The NCAA faces a $50 million brain injury lawsuit alleging the organization failed in its duty to protect football players from brain injury and brain trauma. The lawsuit was filed by Julius Whittier, a former offensive lineman and tight end for the Texas Longhorns. Whittier was diagnosed with early onset Alzheimer’s disease in August 2012.
Whittier played football in the National Collegiate Athletic Association (NCAA) from 1969 to 1972. He alleges that he suffered “repeated traumatic head impacts” while playing for the University of Texas.

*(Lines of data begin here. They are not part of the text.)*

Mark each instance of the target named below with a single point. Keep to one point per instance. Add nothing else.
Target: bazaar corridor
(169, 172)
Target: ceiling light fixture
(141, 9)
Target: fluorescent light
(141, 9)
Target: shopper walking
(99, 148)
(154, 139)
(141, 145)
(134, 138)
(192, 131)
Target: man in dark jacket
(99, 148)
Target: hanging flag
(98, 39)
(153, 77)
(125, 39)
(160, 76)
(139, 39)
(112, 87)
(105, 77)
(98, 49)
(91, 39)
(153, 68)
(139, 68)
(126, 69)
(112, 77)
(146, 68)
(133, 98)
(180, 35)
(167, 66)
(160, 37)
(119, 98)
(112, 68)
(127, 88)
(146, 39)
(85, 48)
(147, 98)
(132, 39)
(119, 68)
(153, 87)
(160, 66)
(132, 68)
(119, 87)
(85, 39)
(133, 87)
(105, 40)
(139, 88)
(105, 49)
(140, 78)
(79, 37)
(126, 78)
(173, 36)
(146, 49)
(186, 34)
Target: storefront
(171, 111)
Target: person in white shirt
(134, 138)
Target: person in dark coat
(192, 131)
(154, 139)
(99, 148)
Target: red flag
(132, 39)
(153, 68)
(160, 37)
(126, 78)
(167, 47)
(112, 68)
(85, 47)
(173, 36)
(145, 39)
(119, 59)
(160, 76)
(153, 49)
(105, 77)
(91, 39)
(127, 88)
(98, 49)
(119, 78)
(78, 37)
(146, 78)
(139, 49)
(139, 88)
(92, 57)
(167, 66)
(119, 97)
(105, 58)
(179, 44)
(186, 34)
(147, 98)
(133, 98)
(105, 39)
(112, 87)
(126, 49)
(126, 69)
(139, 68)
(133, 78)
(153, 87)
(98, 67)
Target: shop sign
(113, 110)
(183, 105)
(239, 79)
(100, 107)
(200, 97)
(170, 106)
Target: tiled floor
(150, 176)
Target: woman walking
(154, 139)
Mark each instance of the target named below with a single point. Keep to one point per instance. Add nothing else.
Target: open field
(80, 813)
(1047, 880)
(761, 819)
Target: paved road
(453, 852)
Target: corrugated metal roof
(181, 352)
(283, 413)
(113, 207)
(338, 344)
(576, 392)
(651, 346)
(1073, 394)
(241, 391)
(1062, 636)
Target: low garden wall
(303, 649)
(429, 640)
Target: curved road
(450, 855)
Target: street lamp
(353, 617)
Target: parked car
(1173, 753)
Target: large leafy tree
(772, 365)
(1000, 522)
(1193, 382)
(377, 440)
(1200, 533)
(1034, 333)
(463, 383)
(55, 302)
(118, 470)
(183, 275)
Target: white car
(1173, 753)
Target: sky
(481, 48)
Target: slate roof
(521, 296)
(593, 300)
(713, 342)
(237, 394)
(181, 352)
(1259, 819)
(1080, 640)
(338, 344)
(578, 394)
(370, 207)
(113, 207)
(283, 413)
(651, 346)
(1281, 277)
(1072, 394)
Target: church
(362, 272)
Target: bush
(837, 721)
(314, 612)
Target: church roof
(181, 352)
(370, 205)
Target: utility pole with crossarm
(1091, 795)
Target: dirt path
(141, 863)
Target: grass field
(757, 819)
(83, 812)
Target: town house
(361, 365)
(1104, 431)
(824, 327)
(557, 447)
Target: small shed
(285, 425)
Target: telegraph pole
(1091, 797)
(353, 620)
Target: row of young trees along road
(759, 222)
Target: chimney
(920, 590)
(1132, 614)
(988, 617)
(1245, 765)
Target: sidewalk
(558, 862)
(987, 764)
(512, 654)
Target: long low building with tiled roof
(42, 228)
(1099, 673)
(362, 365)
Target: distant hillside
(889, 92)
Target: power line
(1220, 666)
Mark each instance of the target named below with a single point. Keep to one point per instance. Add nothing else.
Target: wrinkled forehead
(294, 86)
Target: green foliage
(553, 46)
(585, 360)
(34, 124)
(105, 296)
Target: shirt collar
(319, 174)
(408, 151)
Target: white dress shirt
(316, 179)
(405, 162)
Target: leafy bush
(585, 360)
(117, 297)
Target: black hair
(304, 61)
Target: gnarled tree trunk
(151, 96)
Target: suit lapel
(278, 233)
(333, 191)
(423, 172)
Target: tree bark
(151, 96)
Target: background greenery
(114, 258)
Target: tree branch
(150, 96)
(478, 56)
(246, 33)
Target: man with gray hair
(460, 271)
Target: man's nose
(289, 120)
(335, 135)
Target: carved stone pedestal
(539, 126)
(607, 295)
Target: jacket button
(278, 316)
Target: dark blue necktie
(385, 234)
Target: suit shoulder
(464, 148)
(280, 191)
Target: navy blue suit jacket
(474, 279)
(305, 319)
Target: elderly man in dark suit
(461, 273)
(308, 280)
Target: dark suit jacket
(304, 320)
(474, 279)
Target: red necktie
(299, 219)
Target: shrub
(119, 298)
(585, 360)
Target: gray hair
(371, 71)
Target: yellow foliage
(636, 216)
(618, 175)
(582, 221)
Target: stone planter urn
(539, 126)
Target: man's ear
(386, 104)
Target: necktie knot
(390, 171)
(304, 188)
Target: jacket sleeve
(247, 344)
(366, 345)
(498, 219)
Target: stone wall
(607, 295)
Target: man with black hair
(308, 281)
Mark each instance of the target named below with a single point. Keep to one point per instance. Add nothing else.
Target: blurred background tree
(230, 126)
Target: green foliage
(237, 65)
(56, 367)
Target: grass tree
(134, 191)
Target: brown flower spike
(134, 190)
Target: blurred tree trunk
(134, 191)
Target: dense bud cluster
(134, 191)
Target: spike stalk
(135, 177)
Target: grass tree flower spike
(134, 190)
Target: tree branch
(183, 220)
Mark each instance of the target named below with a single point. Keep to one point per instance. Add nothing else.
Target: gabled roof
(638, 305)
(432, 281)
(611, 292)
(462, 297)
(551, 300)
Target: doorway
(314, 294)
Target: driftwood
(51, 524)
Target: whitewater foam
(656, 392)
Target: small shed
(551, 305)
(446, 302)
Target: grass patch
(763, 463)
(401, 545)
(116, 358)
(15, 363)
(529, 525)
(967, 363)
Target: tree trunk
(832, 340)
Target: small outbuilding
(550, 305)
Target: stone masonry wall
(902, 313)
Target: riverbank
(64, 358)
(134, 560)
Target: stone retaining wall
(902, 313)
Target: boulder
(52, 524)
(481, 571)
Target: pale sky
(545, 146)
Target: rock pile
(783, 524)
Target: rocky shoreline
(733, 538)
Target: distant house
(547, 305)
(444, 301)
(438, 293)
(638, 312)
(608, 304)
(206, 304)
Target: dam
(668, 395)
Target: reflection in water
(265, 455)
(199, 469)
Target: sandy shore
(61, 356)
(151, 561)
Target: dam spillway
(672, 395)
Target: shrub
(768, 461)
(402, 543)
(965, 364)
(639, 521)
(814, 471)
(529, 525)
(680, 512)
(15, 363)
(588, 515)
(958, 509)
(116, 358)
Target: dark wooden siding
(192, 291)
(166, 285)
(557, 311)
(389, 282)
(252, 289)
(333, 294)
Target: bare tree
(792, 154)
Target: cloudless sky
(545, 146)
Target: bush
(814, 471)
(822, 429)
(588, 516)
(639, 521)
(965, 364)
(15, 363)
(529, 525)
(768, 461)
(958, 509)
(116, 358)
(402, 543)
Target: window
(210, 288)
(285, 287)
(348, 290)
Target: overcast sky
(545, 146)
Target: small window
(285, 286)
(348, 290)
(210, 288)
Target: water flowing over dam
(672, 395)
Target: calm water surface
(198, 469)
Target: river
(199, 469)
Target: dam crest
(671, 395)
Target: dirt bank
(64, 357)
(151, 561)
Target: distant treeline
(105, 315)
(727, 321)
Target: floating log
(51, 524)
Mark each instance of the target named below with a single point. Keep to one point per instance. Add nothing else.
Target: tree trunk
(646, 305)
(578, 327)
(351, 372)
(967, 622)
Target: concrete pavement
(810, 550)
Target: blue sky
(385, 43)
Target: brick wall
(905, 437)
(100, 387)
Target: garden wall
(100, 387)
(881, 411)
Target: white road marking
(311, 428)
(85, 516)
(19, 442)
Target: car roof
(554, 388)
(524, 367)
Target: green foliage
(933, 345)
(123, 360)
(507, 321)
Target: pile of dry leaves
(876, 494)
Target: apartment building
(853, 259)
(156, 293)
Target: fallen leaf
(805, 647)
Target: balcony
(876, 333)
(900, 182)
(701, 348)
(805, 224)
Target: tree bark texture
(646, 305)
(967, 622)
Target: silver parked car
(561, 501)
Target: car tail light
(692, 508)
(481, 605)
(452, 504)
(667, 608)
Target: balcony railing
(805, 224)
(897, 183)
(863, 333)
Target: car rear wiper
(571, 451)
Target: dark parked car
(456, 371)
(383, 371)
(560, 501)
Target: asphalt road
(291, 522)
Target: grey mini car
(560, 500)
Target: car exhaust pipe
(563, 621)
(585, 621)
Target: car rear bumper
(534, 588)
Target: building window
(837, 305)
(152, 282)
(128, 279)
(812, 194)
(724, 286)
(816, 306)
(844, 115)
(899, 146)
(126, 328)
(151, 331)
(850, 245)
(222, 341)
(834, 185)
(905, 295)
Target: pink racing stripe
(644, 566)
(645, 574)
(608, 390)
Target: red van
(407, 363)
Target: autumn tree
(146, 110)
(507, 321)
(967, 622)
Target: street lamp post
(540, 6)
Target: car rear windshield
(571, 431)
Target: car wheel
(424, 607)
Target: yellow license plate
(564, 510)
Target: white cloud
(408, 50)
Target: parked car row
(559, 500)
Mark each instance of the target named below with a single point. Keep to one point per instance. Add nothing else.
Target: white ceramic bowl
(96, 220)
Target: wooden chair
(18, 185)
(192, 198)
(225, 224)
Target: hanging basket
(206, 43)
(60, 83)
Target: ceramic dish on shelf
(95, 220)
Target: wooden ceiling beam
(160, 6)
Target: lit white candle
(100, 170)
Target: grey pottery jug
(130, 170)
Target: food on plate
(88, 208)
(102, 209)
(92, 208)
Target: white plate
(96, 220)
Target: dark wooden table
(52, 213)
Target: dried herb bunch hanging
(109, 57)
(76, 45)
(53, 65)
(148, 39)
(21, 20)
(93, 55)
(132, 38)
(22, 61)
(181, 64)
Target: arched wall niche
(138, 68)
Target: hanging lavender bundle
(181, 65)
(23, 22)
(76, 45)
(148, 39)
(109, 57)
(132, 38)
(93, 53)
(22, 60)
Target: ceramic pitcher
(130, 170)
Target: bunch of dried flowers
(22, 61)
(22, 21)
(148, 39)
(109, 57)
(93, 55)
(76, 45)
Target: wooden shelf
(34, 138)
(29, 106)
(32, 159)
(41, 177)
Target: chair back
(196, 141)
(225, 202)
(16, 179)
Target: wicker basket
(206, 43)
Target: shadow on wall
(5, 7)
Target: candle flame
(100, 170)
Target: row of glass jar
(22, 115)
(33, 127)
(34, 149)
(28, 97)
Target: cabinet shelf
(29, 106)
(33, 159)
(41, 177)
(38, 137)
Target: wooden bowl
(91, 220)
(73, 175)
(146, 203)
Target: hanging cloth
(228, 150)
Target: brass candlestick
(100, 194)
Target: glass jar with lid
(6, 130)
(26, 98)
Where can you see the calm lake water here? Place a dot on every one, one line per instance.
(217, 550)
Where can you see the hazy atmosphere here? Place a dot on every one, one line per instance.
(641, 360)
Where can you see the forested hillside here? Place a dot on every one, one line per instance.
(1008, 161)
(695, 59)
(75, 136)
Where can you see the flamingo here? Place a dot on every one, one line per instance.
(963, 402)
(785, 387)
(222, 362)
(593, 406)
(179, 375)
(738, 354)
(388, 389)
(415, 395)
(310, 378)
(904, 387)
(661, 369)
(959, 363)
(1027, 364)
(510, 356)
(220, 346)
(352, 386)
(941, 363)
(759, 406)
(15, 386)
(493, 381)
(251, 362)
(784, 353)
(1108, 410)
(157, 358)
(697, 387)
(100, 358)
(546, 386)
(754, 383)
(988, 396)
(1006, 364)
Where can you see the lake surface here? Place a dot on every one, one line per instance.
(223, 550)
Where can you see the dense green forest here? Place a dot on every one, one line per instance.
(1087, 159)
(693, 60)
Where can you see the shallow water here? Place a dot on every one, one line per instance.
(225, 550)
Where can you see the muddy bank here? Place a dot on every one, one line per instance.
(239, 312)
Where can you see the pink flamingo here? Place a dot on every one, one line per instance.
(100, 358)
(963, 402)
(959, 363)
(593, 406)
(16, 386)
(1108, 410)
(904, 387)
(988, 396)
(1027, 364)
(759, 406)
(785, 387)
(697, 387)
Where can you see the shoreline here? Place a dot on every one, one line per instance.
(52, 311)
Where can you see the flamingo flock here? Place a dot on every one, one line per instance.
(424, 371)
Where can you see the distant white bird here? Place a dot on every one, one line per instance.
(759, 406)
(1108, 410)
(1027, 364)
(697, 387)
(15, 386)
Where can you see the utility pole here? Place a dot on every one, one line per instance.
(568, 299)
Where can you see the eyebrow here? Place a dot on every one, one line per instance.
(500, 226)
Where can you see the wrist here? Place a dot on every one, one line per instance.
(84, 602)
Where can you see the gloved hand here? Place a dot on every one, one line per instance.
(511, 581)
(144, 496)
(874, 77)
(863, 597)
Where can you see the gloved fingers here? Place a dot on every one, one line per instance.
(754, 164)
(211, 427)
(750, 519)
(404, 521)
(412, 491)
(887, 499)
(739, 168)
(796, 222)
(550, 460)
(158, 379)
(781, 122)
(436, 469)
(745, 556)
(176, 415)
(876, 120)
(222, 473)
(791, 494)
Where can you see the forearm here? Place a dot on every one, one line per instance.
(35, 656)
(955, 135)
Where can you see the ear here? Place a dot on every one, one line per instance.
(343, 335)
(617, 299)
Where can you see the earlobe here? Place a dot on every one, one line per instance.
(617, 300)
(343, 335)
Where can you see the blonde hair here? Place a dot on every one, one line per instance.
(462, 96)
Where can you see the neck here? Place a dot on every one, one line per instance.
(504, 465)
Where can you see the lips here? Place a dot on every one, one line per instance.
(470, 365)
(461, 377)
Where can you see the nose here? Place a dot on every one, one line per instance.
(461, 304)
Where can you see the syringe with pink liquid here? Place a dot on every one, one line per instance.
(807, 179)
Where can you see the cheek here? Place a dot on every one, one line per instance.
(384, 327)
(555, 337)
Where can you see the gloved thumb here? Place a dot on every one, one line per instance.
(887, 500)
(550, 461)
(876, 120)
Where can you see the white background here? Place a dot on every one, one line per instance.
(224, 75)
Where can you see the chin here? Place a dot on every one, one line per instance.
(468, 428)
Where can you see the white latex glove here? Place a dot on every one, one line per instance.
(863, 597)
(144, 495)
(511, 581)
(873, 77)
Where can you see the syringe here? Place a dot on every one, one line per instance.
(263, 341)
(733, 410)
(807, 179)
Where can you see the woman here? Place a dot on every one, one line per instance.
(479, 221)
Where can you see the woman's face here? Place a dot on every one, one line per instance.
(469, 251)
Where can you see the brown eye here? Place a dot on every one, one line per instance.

Among health problems linked to head injury are concussion, confusion, blurred vision, memory loss and nausea. Patients can develop signs of traumatic brain injury. Repeated trauma has been linked to latent brain injury, cognitive impairment, Chronic Traumatic Encephalopathy (CTE) and early onset Alzheimer’s disease.
The lawsuit, case number 1:14-cv-978, seeks class-action status for all former NCAA football players who played from 1960 to 2014, did not go on to play football in the NFL and have been diagnosed with brain injury or disease.
The NFL has been involved in its own litigation with players alleging they were put at risk of serious brain injury and not properly warned about the consequences of repeated head trauma. That lawsuit has been settled, but the proposed settlement will be reviewed in a fairness hearing before it can be approved.